ZAFERDEN BAŞKA SEÇENEK YOK
“Şimdi her türlü sahtekarlığı, terbiyesizliği, ahlaksızlığı, her türlü vicdansızlığı, her türlü katliamı, her türlü soykırımı yapan, kısacası her türlü insanlık dışılığı yapan ardından da çıkıp ezan okuyan ve insanları oruca çağıran bir faşist cumhurbaşkanının tutacağı orucun da, dinde, imanda, insanlıkta yeri var mıdır? Yoktur tabi ki.

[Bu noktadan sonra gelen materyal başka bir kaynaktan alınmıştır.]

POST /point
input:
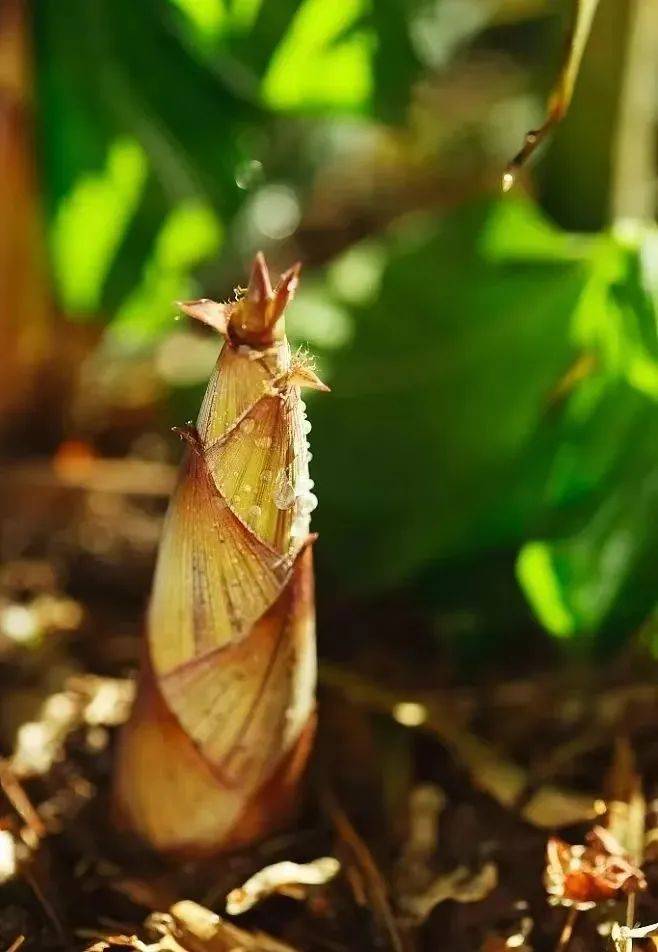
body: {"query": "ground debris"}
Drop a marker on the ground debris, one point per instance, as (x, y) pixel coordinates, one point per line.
(87, 700)
(190, 927)
(584, 875)
(285, 878)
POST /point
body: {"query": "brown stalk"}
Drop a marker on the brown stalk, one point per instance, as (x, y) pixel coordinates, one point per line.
(560, 97)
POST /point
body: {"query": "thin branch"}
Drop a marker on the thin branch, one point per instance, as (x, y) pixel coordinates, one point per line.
(560, 97)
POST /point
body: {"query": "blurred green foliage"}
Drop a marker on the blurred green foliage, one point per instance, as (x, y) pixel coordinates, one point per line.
(494, 377)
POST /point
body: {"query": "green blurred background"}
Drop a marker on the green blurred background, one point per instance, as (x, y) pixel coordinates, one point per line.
(487, 463)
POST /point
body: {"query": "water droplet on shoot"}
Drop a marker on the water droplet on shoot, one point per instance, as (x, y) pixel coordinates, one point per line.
(247, 425)
(284, 496)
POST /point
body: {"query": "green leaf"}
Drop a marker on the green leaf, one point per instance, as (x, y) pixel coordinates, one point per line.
(420, 448)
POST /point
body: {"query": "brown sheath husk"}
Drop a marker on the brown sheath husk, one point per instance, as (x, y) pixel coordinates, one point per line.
(215, 749)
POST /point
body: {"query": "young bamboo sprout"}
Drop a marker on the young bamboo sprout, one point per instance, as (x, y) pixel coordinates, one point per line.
(222, 726)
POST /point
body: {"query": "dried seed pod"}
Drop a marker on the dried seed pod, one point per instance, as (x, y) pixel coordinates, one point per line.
(213, 753)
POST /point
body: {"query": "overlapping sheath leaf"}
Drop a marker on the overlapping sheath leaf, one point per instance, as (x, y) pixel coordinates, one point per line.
(225, 714)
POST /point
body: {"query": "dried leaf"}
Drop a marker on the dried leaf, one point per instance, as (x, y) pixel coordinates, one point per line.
(201, 930)
(277, 878)
(583, 876)
(460, 885)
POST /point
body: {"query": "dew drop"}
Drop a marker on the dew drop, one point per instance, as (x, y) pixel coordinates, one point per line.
(248, 174)
(284, 496)
(308, 502)
(304, 484)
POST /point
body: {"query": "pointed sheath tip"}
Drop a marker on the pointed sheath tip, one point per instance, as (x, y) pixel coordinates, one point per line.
(260, 287)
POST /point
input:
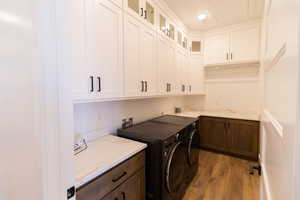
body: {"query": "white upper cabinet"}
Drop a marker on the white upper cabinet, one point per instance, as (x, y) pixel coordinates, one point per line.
(244, 45)
(233, 47)
(217, 49)
(140, 59)
(196, 47)
(102, 72)
(182, 63)
(149, 60)
(143, 10)
(163, 67)
(197, 75)
(132, 70)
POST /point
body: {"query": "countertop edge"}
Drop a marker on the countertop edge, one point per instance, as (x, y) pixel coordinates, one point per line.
(101, 171)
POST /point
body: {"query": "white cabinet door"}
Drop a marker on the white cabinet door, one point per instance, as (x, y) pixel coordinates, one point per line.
(149, 61)
(217, 49)
(244, 45)
(186, 70)
(104, 24)
(182, 69)
(150, 10)
(197, 75)
(134, 7)
(163, 68)
(172, 69)
(132, 55)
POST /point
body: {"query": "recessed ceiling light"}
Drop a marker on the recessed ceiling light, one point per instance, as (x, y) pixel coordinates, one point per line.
(202, 17)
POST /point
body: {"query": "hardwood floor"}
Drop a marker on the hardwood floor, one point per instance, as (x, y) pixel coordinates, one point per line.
(223, 177)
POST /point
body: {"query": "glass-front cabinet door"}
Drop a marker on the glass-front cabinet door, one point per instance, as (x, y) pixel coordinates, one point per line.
(143, 10)
(150, 13)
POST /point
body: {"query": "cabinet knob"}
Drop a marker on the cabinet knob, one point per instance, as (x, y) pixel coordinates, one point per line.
(146, 86)
(143, 88)
(123, 195)
(92, 83)
(99, 84)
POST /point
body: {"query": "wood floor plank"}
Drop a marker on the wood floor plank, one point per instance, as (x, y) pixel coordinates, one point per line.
(222, 177)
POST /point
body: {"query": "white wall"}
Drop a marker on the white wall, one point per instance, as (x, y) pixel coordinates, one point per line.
(97, 119)
(230, 88)
(20, 143)
(279, 123)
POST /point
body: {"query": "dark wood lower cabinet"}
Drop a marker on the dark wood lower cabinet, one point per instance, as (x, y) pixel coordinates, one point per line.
(124, 182)
(235, 137)
(132, 189)
(213, 134)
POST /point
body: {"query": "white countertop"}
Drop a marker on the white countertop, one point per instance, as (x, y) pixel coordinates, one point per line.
(102, 155)
(223, 114)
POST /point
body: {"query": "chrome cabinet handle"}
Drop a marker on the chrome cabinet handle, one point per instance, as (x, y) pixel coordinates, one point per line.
(123, 195)
(143, 89)
(92, 83)
(119, 177)
(99, 83)
(146, 86)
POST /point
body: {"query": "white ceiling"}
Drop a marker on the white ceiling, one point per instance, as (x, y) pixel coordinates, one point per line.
(221, 12)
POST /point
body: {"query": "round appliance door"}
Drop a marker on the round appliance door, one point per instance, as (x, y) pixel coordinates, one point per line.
(175, 168)
(193, 147)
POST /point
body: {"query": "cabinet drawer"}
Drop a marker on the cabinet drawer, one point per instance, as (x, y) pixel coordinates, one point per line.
(104, 184)
(132, 189)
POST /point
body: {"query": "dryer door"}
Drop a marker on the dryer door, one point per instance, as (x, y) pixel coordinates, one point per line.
(175, 168)
(193, 147)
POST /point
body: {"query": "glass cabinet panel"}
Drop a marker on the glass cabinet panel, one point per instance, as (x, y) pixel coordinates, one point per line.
(179, 38)
(134, 5)
(150, 13)
(162, 23)
(172, 32)
(196, 46)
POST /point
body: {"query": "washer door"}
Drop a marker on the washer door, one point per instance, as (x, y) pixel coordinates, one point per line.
(175, 168)
(193, 147)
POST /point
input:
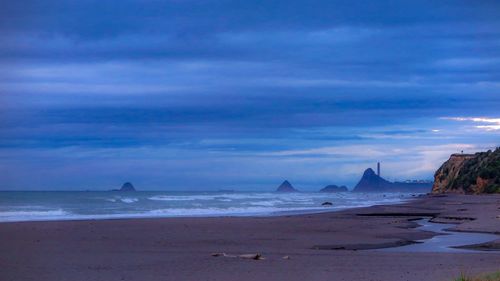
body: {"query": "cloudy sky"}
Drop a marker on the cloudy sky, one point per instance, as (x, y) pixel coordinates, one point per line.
(203, 95)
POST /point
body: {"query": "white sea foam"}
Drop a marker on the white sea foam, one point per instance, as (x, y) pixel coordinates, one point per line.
(6, 216)
(165, 204)
(129, 200)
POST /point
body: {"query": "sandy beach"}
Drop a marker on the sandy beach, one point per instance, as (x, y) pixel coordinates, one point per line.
(328, 246)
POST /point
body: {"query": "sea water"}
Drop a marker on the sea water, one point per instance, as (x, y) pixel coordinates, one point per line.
(60, 205)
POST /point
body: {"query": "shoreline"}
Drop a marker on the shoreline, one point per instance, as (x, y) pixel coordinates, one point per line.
(181, 248)
(67, 213)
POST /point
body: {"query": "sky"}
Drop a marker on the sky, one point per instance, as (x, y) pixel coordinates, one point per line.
(208, 95)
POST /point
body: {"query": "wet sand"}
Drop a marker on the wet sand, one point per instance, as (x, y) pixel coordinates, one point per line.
(328, 246)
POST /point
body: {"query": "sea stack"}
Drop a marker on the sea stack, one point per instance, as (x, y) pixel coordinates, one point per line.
(334, 188)
(286, 187)
(126, 187)
(371, 182)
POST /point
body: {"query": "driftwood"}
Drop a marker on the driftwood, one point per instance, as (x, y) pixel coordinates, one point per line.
(242, 256)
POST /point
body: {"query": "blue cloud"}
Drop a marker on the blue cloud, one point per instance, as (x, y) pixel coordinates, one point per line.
(241, 93)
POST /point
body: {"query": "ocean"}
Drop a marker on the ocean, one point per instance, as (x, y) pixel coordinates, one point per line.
(71, 205)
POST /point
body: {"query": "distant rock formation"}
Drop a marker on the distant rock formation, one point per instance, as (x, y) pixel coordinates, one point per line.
(371, 182)
(469, 174)
(126, 187)
(286, 187)
(334, 188)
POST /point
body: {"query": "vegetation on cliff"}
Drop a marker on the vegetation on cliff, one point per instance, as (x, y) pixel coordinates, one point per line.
(469, 173)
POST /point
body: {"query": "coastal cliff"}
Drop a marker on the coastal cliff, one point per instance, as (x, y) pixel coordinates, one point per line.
(469, 174)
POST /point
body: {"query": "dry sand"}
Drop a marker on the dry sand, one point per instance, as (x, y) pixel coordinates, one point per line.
(328, 246)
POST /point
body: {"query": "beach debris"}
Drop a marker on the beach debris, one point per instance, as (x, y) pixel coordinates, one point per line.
(256, 256)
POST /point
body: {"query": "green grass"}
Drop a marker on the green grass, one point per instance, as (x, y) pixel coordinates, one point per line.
(484, 277)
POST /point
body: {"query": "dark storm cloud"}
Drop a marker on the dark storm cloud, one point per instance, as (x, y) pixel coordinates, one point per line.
(266, 86)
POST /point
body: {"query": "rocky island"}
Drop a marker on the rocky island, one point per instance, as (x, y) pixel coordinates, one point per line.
(334, 188)
(372, 182)
(469, 174)
(126, 187)
(286, 186)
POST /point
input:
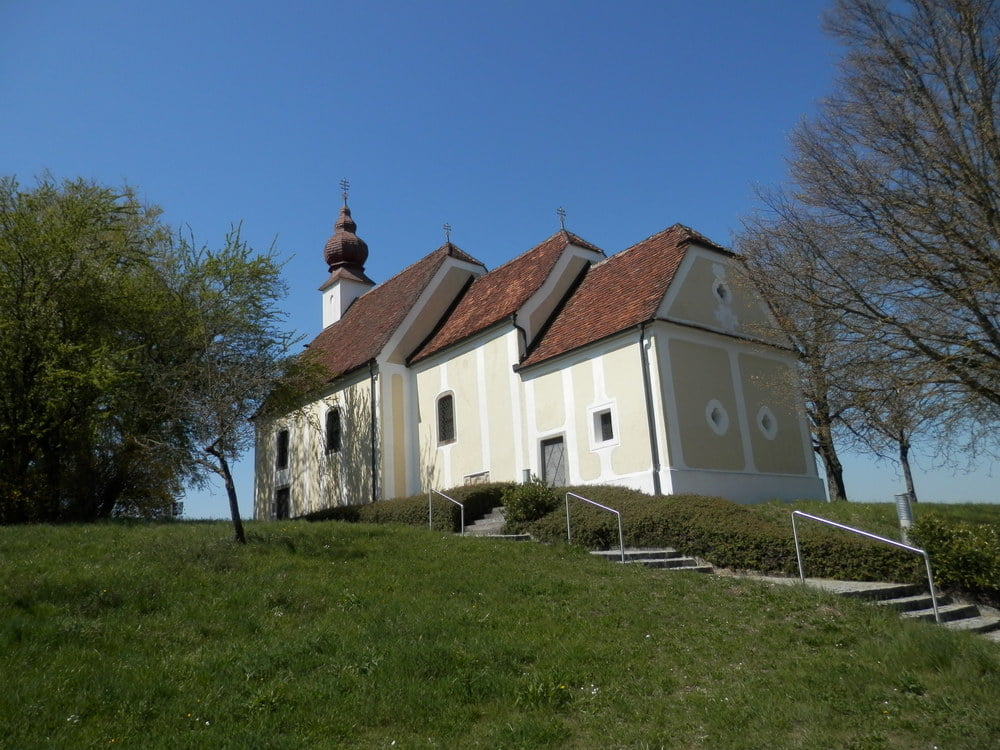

Bugün Leyla Güven, Önder Apo üzerindeki ağırlaştırılmış tecridin kaldırılması için bedenini 6 aydır süren bir açlık grevine bir kutsal direnişe yatırdı. Ardından “tecridi kıralım, faşizmi yıkalım, Kürdistan’ı özgürleştirelim” hamlesi kapsamında binlerce insan açlık grevine girdi. Kürt kadınının onurlu direnişi, tarihsel duyarlılığı, sarsılmaz inancı tüm halka öncü oldu, herkesin yolunu aydınlattı. Faşizmin karanlığından çıkmanın ışıklı yolunu yarattı. Kendi bedeniyle aydınlattığı bu yolda bugün direnişçilerin hepsi onurla yürüyor. Şunu da söyleyeyim, Kürdistan özgürlük mücadelesi, kadınların büyük emekleriyle zafere yürüyor. Kadınlar, doğurdukları bir çocuğu emzirir gibi günleri emziriyor, her ana direniş sütünü veriyor ve tarihi doğuruyorlar bir kez daha. Zafere olan sarsılmaz inançla yürüyorlar. Zafer kazanmaktan başka bir yaşam seçeneği olmadığını söylüyor ve yaşıyorlar. Bu mücadele, anaların hayatın her alanına yaydıkları kutsal emeklerle, onların doğurup büyüttükleri onurlu evlatların direnişleriyle ve aynı zamanda kendilerinin bizzat öncülük ettikleri direnişle zafere yürüyor. Bu anlamda verilen hiçbir emek, atılan hiçbir adım, söylenen hiçbir slogan hiçbir söz boşa gitmiyor. Leylalar direniyor, tarih güncelleşiyor. Cesaret her yere bulaşıyor, yayılıyor ve kendisiyle birlikte bir özgür yaşam iksiri-büyüsü olup tüm toplumu özgürlük devriminin onurlu hamlesine faşizmi yıkmaya çağırıyor, ayağa kaldırıyor.”